«Если исключить людей, хлопающих не вовремя, мы их просто потеряем»

Интендант Beethovenfest Илона Шмиль о русском звуке, антиглобализме и аплодисментах невпопад

текст: Алексей Мокроусов
Detailed_picture© Barbara Frommann

Последние девять лет Илона Шмиль руководила Бетховенским фестивалем в Бонне. Зимой она начинает работу в Цюрихе, где возглавит концертный зал Тонхалле и его оркестр. Новым интендантом Бетховенского фестиваля (в 2014-м он пройдет с 6 сентября по 3 октября) станет Ника Вагнер. Накануне отъезда Илона Шмиль дала интервью Алексею Мокроусову.

— В фестивальной программе этого года, проходившей под девизом «Преображение», было много русских исполнителей. Даже целый оркестр — Уральский филармонический — привезли. Это особое пристрастие к русским музыкантам или так совпало?

— Мне очень нравится Уральский оркестр. Я услышала Дмитрия Лисса (главный дирижер оркестра. — Ред.) в прошлом году в Берлине. Мы познакомились с Александром Колотурским (директор Свердловской филармонии. — Ред.), меня впечатлили масштабы его деятельности. Всех интересует, что происходит в вашей большой стране. Так возникло желание представить этот оркестр боннской публике, показать, как развивается жизнь вдали от нас.

Кроме того, русская музыка звучит в немецких залах довольно редко. В Кельне ее немного, побольше в Мюнхене…

— …просто там много русских дирижеров?

— Да, Янсонс, Петренко, скоро еще Гергиев… Но в Бонне ее почти не играют, и это неправильно.

— Считаете, что русскую музыку лучше всего исполняют представители русской школы?

— Не обязательно, но те же уральцы очень своеобразно интерпретировали «Патетическую». Мне всегда интересна разница в звучании, в темпах, разница интерпретаций. Выступление уральцев еще раз показало, что русская музыка, чтобы глубже в нее проникнуть, требует русской души.

Квартет Бородина играет у нас не первый сезон. Бородинцы впечатляют. Это было наше желание — с помощью этого коллектива и других наших частых гостей, таких, как Arditti Quartet или Kuss Quartet, продемонстрировать разницу между квартетами Бетховена и важнейшими русскими квартетами, в первую очередь Шостаковича. Проект завершится в 2014-м.

Я думаю, фестиваль должен быть платформой для проявления различных позиций. Мы ищем композиторов, которые стоят на определенном пути и настаивают на своем понимании музыки — как Владимир Тарнопольский. В 2006 году мы поставили его «Jenseits der Schatten» (мультимедиаопера «По ту сторону тени» по мотивам «Притчи о пещере» Платона. — Ред.), тем самым представив современную московскую музыкальную жизнь.
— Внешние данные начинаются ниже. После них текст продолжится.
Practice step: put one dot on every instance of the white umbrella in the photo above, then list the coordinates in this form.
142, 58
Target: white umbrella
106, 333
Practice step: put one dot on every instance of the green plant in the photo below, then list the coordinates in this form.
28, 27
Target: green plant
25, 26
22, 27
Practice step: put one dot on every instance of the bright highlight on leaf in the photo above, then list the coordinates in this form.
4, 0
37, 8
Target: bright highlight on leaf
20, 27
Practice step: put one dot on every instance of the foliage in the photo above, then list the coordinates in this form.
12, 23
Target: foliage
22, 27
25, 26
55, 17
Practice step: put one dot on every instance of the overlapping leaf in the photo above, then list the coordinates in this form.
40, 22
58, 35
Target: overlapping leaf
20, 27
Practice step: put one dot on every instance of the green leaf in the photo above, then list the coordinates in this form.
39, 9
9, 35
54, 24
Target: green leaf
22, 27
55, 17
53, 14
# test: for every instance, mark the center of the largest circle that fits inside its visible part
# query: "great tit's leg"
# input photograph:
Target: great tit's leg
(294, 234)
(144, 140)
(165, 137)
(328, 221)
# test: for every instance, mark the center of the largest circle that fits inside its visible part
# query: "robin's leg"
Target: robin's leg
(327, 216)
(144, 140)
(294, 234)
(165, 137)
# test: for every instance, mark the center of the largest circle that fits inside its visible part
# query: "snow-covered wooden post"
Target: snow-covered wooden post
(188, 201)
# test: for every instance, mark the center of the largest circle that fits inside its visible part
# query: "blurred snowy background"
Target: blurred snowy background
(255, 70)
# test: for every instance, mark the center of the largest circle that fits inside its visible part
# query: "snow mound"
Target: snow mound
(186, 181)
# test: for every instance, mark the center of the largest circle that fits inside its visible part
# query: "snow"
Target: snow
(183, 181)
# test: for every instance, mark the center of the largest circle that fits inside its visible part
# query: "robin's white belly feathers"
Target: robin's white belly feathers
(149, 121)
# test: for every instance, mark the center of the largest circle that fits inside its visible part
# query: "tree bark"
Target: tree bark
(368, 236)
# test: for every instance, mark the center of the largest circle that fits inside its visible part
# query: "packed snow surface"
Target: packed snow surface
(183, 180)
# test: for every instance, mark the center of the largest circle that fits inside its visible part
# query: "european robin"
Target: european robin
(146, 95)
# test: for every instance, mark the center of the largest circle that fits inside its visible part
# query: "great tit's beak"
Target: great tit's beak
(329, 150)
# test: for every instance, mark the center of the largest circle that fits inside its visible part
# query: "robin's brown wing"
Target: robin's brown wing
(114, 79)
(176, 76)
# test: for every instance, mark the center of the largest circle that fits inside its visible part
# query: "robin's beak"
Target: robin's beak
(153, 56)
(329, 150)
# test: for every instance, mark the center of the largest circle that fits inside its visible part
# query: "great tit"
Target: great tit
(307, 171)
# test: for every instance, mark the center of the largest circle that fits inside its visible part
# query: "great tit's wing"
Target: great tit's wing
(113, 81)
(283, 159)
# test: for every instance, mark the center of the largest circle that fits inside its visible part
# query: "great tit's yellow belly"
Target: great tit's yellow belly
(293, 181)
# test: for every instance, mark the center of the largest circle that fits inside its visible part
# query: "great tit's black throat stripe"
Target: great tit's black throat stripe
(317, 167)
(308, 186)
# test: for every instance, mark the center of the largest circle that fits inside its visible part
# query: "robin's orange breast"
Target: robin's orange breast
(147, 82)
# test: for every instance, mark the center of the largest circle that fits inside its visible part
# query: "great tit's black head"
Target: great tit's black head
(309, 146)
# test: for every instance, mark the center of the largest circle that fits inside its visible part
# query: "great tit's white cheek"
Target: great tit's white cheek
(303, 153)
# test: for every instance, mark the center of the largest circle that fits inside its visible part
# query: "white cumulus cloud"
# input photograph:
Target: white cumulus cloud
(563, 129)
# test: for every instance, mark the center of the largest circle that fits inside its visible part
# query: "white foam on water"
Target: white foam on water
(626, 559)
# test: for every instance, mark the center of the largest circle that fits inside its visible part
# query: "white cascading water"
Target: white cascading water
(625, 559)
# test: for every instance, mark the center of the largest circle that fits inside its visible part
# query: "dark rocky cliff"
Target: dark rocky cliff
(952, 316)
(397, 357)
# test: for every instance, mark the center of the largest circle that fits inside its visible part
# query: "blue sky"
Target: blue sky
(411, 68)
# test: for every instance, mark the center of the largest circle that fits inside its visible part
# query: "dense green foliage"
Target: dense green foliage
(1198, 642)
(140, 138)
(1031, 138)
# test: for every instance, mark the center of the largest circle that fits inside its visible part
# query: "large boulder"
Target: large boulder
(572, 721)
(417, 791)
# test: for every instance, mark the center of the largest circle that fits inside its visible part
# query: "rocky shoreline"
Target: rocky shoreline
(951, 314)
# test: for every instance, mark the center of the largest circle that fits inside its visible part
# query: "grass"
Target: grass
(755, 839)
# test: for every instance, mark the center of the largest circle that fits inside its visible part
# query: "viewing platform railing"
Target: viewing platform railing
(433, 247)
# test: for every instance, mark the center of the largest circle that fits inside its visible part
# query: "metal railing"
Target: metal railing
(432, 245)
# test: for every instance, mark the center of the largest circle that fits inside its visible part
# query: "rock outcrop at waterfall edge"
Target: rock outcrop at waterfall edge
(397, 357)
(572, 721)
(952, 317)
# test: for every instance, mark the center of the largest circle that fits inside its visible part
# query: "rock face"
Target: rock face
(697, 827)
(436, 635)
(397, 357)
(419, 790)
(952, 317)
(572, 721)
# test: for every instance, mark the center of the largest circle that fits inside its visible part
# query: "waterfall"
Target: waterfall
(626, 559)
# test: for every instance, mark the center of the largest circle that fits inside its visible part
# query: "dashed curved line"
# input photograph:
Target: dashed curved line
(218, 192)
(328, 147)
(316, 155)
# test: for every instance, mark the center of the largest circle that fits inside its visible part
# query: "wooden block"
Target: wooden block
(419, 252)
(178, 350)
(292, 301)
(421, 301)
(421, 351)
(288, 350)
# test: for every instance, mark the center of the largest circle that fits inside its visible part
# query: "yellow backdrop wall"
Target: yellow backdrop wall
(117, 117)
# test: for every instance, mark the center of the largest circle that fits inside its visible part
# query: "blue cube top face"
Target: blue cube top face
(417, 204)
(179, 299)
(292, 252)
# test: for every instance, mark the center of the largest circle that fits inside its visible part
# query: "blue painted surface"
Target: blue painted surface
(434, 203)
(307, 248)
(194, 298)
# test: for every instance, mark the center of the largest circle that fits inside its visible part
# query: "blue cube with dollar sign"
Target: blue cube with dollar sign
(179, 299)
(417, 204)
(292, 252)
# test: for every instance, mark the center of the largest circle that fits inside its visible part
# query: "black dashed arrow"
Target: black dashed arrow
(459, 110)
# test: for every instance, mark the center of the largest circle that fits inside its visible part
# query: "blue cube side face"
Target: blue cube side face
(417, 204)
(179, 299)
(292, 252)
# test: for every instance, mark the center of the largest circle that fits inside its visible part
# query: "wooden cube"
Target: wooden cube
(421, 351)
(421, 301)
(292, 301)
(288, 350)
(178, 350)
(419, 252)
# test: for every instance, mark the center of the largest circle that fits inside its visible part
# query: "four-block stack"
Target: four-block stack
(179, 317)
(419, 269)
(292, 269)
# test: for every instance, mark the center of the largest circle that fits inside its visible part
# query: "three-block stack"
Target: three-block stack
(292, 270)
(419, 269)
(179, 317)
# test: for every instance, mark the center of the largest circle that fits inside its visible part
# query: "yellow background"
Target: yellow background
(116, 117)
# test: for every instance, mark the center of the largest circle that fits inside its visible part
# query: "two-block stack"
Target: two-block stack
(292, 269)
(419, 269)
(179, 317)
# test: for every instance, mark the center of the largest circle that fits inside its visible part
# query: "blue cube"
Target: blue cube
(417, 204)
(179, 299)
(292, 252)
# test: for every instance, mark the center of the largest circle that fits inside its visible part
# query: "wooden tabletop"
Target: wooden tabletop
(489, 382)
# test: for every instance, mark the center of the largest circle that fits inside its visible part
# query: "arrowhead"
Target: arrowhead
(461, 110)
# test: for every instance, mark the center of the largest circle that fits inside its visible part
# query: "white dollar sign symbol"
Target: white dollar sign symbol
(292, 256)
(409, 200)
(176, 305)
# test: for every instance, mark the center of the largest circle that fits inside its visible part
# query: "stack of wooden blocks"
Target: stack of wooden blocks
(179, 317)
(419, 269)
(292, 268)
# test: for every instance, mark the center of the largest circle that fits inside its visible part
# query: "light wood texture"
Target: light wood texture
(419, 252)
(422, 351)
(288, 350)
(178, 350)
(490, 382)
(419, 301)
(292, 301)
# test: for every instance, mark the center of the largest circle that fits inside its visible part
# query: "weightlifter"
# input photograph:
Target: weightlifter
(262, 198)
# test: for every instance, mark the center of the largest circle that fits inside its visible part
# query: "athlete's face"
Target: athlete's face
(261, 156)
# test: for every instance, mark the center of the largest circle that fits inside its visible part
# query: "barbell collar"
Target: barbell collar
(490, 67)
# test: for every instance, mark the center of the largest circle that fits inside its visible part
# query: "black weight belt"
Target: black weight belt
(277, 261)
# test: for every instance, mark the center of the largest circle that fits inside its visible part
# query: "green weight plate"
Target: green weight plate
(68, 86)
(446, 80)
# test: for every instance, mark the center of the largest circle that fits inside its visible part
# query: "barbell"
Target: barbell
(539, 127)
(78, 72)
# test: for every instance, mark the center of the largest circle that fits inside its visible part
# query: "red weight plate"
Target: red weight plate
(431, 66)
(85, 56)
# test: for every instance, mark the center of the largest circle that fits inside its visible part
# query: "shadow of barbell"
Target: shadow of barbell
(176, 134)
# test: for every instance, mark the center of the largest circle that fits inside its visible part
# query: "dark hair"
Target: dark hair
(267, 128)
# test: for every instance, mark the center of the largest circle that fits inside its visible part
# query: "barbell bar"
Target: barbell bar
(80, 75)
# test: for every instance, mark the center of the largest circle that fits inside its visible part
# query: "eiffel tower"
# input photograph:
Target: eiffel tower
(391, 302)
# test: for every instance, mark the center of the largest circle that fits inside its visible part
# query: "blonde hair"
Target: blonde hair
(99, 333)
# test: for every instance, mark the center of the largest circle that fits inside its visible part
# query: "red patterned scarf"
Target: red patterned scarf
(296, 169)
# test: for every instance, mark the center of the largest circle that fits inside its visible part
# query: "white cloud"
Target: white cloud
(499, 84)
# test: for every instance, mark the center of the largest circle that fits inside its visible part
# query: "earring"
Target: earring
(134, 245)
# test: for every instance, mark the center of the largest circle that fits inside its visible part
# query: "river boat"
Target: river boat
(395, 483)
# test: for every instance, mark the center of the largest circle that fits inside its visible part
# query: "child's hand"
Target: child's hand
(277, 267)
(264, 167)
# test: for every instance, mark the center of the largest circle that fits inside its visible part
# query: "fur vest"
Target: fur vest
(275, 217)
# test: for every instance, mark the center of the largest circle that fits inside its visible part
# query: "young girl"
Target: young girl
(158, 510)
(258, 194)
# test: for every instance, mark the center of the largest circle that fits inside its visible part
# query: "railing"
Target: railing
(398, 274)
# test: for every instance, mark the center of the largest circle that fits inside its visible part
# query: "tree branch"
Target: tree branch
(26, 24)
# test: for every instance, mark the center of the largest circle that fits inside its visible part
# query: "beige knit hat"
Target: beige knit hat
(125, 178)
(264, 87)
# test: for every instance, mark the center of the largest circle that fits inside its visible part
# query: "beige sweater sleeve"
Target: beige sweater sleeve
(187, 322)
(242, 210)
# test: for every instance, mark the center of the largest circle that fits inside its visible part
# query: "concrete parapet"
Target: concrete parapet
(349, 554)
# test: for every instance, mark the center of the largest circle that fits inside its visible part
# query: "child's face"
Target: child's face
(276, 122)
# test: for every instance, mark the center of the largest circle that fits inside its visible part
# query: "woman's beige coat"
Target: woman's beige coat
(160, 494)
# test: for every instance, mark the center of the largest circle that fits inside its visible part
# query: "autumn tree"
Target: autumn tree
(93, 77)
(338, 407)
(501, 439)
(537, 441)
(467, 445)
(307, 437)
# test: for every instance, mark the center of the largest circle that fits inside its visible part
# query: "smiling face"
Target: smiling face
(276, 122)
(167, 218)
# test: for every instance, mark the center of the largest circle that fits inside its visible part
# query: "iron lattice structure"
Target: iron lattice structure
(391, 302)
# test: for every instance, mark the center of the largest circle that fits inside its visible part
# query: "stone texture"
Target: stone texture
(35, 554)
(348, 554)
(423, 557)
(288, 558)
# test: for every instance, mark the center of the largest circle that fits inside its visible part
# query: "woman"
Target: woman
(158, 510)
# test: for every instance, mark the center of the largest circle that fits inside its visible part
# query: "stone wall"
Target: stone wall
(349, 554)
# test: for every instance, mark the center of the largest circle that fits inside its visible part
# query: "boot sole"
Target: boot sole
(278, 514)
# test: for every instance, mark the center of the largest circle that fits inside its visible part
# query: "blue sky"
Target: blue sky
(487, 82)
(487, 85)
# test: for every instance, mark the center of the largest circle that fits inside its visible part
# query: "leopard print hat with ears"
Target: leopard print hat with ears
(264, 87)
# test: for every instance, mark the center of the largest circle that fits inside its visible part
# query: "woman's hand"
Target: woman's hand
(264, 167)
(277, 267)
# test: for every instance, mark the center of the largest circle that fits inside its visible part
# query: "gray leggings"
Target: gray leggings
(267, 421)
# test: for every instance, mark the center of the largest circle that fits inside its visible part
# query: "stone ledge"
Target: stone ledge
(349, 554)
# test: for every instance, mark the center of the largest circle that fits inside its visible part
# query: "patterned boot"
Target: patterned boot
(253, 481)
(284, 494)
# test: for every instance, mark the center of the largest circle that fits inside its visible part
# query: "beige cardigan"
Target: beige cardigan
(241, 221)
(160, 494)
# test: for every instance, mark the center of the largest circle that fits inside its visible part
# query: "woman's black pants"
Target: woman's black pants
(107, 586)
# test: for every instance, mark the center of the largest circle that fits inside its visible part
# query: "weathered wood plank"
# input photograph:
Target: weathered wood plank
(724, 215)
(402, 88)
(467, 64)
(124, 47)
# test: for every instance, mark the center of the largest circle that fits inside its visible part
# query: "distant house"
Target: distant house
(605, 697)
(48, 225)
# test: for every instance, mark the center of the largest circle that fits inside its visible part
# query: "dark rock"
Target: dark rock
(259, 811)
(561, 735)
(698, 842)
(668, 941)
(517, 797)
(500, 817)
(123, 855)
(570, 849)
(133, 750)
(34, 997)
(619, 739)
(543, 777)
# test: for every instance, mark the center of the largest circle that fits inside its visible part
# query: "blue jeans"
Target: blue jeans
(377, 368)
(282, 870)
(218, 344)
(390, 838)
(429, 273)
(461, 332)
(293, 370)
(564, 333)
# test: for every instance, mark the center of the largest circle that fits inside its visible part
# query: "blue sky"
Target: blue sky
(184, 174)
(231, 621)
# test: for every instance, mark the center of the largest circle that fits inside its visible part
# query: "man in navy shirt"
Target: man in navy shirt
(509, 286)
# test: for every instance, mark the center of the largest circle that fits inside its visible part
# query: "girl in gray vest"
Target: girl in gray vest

Это дало повод для новых дискуссий, поиска новых идей развития, обсуждений, что мы можем поддержать, кому заказать новое произведение.

— Приглашая русских исполнителей, вы надеетесь на новую — русскую — публику?

— Да, это возможность для расширения аудитории. В Бонне есть, например, русская школа, ее ученики встречались с русскими музыкантами. Мы считаем хорошим делом дать детям возможность услышать музыкантов из родной страны.

— В какой степени фестиваль ориентирован на зарубежную публику?

— Десять процентов наших слушателей — иностранцы. Сегодня, например (выступал Андраш Шифф. — Ред.), у нас большая группа из Израиля, Австралии, Новой Зеландии — и, конечно же, японцы. Они приехали специально ради Шиффа, слушают все четыре его концерта. Во время пауз между выступлениями пианиста — всякий раз это два дня — они посещают другие концерты.

Уральский симфонический оркестрУральский симфонический оркестр

— Вы давно общаетесь с русскими музыкантами. Заметна ли разница в их мировосприятии, стиле поведения, психологии сегодня и, скажем, 20 лет назад?

— Мы работаем с профессионалами, в этом отношении ничего не изменилось. Разве что возможности коммуникации стали гораздо шире, а процесс общения — легче. Мне нравится в исполнителях из России то, что у них свое, глубокое понимание музыки.

Страна, конечно, меняется, меняется и система образования. Если музыкант играет с соотечественниками, он не так быстро меняет свою манеру. Но чем больше он выступает в интернациональных ансамблях, тем быстрее сглаживается разница школ.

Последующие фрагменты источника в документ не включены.